[trigger warning: sexual abuse, rape]
At this point, I’m used to it. I’m used to being a survivor— at least, as comfortable as I could be considering all the years of fucked up memories. I’ve dealt with this for most of my life, whereas other people haven’t. For a lot of non-survivors, the truth of my childhood would be one of only a handful of moments when they were actually aware of such problems, if ever.
It’s like when you’re in the middle of a meeting or a class, and that one huge wasp flies into the room and starts circling heads, refusing to go away— people can’t help but stare at impending doom. Some will subconsciously hold their breaths and stay as still as possible to reduce unwanted attention. Others will laugh, or cough, or fidget as they fail to focus on the lecture. And some just sit there, not knowing what to do, as they stare into a void and pretend they don’t exist.

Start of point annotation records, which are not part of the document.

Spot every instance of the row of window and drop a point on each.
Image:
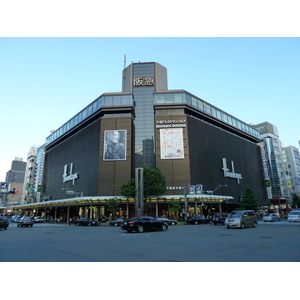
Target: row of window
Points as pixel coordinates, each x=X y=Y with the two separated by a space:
x=164 y=98
x=113 y=100
x=116 y=100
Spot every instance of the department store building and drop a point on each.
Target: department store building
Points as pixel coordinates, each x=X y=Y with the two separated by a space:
x=196 y=146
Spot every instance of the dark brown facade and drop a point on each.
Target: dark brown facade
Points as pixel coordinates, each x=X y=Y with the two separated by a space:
x=189 y=140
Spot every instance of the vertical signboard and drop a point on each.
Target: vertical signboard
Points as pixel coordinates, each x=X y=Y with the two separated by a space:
x=139 y=194
x=171 y=143
x=115 y=145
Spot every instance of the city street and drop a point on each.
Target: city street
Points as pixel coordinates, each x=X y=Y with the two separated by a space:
x=269 y=242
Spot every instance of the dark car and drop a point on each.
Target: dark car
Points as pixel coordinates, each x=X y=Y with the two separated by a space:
x=15 y=219
x=3 y=223
x=219 y=218
x=141 y=224
x=198 y=220
x=168 y=221
x=25 y=221
x=86 y=222
x=116 y=222
x=38 y=220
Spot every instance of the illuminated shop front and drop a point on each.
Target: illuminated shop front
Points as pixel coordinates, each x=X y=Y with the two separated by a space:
x=146 y=125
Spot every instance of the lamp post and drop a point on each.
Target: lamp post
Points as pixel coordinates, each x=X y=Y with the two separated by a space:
x=185 y=189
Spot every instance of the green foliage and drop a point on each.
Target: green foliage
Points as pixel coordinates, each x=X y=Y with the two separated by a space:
x=249 y=199
x=128 y=189
x=154 y=184
x=296 y=201
x=112 y=205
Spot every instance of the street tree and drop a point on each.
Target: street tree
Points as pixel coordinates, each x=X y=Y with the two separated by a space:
x=112 y=206
x=154 y=184
x=175 y=207
x=296 y=201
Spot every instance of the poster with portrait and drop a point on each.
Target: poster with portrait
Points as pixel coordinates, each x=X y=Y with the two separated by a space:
x=115 y=145
x=171 y=143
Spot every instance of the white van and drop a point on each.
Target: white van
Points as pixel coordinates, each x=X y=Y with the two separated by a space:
x=241 y=219
x=294 y=216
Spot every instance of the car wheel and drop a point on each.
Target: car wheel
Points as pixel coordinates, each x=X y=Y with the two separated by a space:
x=163 y=227
x=140 y=229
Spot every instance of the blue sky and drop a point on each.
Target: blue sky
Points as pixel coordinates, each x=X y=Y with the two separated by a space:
x=46 y=81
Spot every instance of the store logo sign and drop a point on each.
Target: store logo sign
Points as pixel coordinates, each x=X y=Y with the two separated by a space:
x=232 y=174
x=143 y=81
x=69 y=176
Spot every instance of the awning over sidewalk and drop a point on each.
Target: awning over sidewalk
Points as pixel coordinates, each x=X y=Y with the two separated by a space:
x=81 y=201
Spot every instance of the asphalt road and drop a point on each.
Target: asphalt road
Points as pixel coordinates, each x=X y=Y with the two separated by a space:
x=269 y=242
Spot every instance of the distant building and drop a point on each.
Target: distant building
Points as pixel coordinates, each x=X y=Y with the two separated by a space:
x=191 y=141
x=291 y=162
x=15 y=179
x=275 y=180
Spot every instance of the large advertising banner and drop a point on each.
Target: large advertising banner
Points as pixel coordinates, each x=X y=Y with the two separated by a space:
x=171 y=143
x=115 y=145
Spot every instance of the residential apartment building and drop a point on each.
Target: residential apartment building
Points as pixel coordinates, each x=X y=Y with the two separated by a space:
x=275 y=177
x=15 y=179
x=291 y=164
x=146 y=125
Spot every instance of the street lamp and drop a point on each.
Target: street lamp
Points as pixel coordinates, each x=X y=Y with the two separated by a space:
x=185 y=189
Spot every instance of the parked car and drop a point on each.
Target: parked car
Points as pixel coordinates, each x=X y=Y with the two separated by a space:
x=86 y=222
x=38 y=220
x=6 y=220
x=141 y=224
x=3 y=223
x=15 y=219
x=294 y=216
x=168 y=221
x=241 y=219
x=270 y=217
x=116 y=222
x=25 y=221
x=200 y=219
x=219 y=218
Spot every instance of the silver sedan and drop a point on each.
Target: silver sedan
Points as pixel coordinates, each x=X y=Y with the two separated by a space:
x=271 y=217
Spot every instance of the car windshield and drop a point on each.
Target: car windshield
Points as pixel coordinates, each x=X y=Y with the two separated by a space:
x=294 y=212
x=235 y=214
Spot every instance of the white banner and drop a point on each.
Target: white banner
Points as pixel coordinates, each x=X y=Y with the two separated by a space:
x=171 y=143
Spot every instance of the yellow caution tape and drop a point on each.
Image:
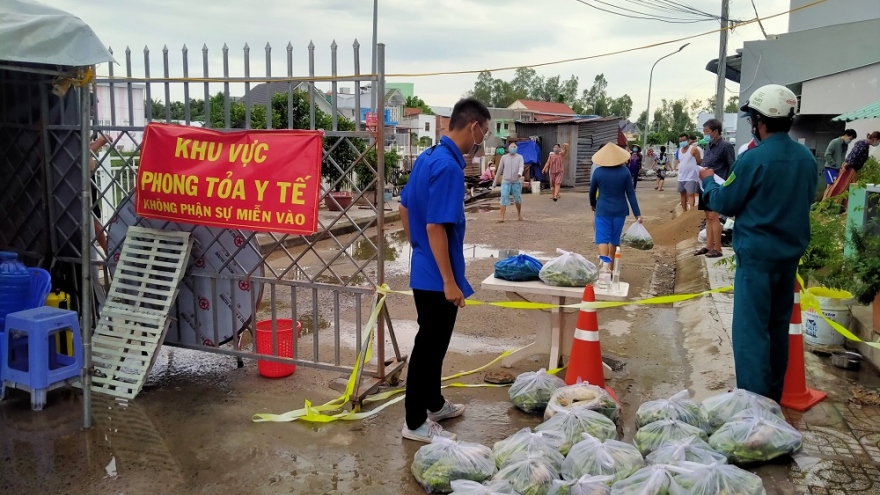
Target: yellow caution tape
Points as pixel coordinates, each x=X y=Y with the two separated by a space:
x=809 y=302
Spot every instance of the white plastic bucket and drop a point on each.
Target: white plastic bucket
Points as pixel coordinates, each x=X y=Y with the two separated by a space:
x=837 y=307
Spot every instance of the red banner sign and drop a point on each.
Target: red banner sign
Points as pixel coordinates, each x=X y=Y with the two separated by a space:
x=267 y=181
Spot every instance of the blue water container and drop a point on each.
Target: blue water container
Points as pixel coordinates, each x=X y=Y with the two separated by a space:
x=15 y=283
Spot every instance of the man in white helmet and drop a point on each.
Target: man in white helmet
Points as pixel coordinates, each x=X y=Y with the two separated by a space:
x=770 y=190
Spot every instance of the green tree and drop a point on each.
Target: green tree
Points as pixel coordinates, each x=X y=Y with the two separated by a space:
x=416 y=102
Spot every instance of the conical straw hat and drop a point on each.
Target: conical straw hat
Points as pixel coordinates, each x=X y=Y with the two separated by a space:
x=610 y=155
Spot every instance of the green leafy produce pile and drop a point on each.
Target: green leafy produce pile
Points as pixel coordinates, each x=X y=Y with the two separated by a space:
x=652 y=436
x=611 y=458
x=440 y=462
x=532 y=390
x=530 y=474
x=526 y=442
x=679 y=407
x=573 y=424
x=755 y=436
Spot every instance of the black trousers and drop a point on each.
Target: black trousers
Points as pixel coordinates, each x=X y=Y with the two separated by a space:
x=436 y=317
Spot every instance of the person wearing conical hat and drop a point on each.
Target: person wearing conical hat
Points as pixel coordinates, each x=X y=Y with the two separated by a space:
x=611 y=186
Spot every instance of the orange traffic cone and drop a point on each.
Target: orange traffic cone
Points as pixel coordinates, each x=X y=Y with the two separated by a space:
x=585 y=362
x=795 y=394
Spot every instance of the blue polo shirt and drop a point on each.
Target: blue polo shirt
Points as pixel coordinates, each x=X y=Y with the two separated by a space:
x=435 y=195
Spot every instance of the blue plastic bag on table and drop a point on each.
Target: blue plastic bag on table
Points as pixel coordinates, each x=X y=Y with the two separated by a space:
x=519 y=268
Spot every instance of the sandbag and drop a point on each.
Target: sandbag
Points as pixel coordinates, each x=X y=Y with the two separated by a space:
x=652 y=436
x=582 y=395
x=569 y=270
x=442 y=461
x=524 y=441
x=574 y=423
x=594 y=457
x=532 y=390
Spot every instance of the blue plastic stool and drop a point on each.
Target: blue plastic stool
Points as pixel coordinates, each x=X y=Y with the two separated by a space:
x=36 y=366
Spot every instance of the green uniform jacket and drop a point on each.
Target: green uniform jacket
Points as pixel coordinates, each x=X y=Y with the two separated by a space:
x=770 y=191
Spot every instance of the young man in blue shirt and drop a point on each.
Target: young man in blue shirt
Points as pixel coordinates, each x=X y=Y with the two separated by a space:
x=432 y=214
x=770 y=191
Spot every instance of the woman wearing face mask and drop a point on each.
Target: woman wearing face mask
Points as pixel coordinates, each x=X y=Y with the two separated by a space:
x=556 y=166
x=635 y=164
x=854 y=162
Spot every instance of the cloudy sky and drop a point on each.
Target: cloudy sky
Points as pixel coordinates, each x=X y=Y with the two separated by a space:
x=429 y=36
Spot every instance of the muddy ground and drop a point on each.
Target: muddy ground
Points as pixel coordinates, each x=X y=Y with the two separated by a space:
x=190 y=430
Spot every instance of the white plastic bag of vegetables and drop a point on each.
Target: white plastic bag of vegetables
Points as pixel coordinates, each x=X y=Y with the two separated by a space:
x=573 y=424
x=585 y=485
x=755 y=436
x=568 y=270
x=637 y=237
x=443 y=460
x=532 y=390
x=720 y=408
x=679 y=406
x=653 y=435
x=691 y=449
x=467 y=487
x=529 y=474
x=698 y=479
x=582 y=395
x=597 y=458
x=544 y=442
x=652 y=480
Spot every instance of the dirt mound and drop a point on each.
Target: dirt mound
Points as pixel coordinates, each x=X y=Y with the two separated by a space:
x=686 y=226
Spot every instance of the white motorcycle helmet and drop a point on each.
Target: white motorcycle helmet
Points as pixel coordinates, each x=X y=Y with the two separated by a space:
x=772 y=101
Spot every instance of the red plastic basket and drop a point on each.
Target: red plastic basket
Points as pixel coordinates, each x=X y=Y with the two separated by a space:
x=271 y=369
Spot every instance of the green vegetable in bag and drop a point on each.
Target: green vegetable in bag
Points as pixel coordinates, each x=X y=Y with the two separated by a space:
x=574 y=423
x=443 y=460
x=593 y=457
x=756 y=436
x=532 y=390
x=652 y=436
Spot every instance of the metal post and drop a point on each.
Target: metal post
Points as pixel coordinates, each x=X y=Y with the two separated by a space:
x=87 y=227
x=650 y=82
x=722 y=63
x=373 y=98
x=380 y=203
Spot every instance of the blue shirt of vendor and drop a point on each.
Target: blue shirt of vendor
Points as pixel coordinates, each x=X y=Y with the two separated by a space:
x=435 y=195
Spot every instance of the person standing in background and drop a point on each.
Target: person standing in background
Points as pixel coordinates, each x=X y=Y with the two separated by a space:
x=719 y=157
x=556 y=166
x=610 y=189
x=835 y=155
x=689 y=160
x=432 y=215
x=635 y=164
x=510 y=170
x=770 y=192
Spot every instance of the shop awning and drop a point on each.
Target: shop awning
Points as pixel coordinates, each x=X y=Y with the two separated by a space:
x=871 y=111
x=35 y=33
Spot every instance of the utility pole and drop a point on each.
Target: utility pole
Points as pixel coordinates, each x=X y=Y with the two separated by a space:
x=722 y=61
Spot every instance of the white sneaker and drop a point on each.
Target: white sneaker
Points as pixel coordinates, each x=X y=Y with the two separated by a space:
x=426 y=432
x=448 y=411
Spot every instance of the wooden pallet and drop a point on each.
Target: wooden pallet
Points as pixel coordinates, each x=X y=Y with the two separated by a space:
x=136 y=313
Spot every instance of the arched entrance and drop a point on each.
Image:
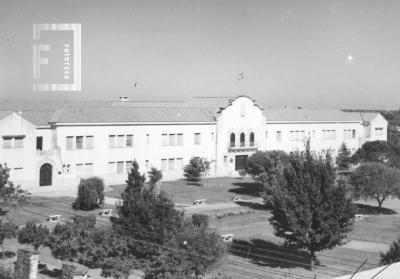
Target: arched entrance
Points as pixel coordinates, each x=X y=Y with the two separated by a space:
x=46 y=174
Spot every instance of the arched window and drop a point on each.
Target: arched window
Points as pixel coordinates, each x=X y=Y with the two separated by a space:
x=251 y=139
x=232 y=140
x=242 y=139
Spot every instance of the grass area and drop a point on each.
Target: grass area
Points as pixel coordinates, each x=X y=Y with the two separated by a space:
x=218 y=189
x=38 y=208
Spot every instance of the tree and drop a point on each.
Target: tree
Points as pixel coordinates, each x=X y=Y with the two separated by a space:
x=375 y=181
x=10 y=194
x=196 y=168
x=266 y=167
x=90 y=194
x=343 y=159
x=393 y=255
x=155 y=175
x=155 y=232
x=35 y=235
x=378 y=151
x=310 y=209
x=7 y=230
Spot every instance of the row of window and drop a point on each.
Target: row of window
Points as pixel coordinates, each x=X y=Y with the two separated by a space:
x=300 y=135
x=79 y=142
x=13 y=141
x=242 y=139
x=120 y=141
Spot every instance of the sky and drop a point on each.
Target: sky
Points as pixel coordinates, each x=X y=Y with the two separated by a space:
x=316 y=54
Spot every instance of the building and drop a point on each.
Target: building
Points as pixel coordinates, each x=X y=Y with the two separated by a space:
x=54 y=148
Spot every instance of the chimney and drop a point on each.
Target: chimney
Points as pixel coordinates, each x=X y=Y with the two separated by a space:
x=123 y=98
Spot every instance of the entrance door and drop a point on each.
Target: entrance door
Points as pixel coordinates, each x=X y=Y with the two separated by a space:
x=46 y=172
x=241 y=162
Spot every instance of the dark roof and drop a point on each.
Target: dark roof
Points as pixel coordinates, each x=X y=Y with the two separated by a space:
x=109 y=114
x=330 y=115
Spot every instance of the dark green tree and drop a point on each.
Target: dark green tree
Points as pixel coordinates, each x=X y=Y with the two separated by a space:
x=378 y=151
x=155 y=231
x=343 y=159
x=155 y=175
x=375 y=181
x=196 y=168
x=90 y=194
x=7 y=230
x=266 y=167
x=310 y=209
x=393 y=255
x=35 y=235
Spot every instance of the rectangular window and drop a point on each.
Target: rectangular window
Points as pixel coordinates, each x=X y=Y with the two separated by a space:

That’s what we do to other people— I don’t know if it’s a good thing or a bad thing, but it’s there. With just a few words, I could mentally and emotionally vacate a room. I want to laugh at the concept of having this reluctant power, but it’s more sobering and melancholy than anything.
Survivors are symbols of impending doom, of collapse in society and the bursting of safe little bubbles. We are the harbinger of discomfort. We make people aware of how fragile their tiny lives really are. More Reasons You Shouldn’t Fuck Kids: Reason #134: We make people uncomfortable (via fromonesurvivortoanother)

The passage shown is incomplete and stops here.